# musical chefs



## soussweets (Apr 12, 2003)

just out of curiosity,,, i am wondering how many of my fellow cookies play and instrument,, kind of an experiment of creativity. curious what others use as an outlet for their creative aspirations.


----------



## greg (Dec 8, 1999)

I play some guitar, mostly just goofing around. Occasionally I'll try to learn some Carlos Santana licks just as a challenge. I find it's like cooking; I'm creating something that comes from within and am always amazed that I did it.


----------



## shroomgirl (Aug 11, 2000)

I play the piano....not often anymore. I took lessons for 11 years and some college courses in music ed. 
The only time I've played it in the last few years was when I was in love....funny. There is something about playing that let's my heart soar. Mainly Russian classical.


----------



## pete (Oct 7, 2001)

For years I played trombone and bass guitar, but that was ages ago. I doubt I could even read a sheat of music anymore.


----------



## chrose (Nov 20, 2000)

I've been playing guitar and bass pretty much daily for around 25 years or so I've played for fun and played professionally as well. I don't really gig anymore as I got tired of the nights and the grind. Now I am just lazy, but I do play at home all the time. Mostly Steve Vai, Steve Morse, SRV and a whole host of others.


----------



## coolj (Dec 12, 2000)

Well, I tinker with the piano, i used to play more often in high school, but haven't played seriously in years, and now I also want to learn to play guitar.


----------



## w.debord (Mar 6, 2001)

I play piano- so poorly that my hubby finally convinced me to put the old gal out of her misery. She now gets played weekly at a seniors outting.

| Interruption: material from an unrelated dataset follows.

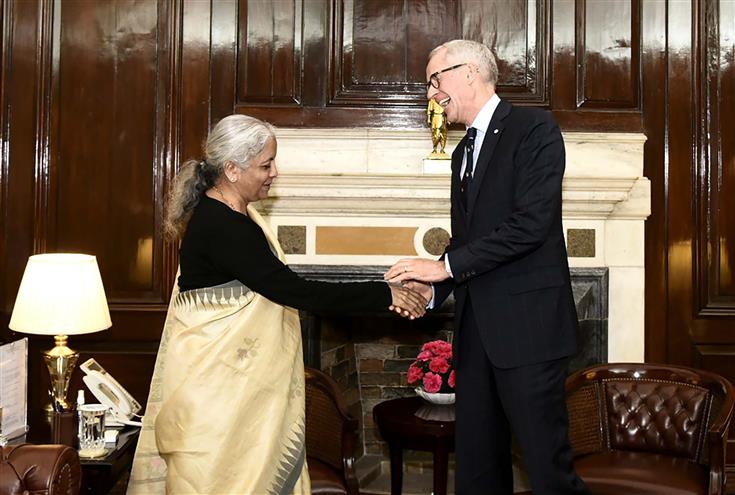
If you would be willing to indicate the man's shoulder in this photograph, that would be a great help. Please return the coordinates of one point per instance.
(530, 114)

Outlet for creative aspirations: work of course! Being a pastry chef is the perfect outlet for creativity.


----------



## chefhogan (Jun 15, 2003)

Guitar and Trumpet

Hogan


----------



## kuan (Jun 11, 2001)

I sometimes get payed to play classical guitar. 

Kuan


----------



## panini (Jul 28, 2001)

I create my music with carborators,valves and pistons.
The best is when I can take it from a humm to a throaty roar!
My son and I just finished a wonderful concert- 1974 Jensen Healey


----------



## mike (Jan 24, 2003)

Drums and a bit of bass once. Oh and pots & pans.


----------



## chefboy2160 (Oct 13, 2001)

I have played guitar since I was a kid . Great stress let down . Sadly I must say that my other musical vice is women ! Just love to hear those high notes that you cannot reproduce with a musical instrument !


----------



## soussweets (Apr 12, 2003)

well said chefboy,,, i too share your vice above and beyond the music made by mere instruments,,,, but my drums are a strong second place.


----------



## mike (Jan 24, 2003)

Naughty boys. tsk tsk.


----------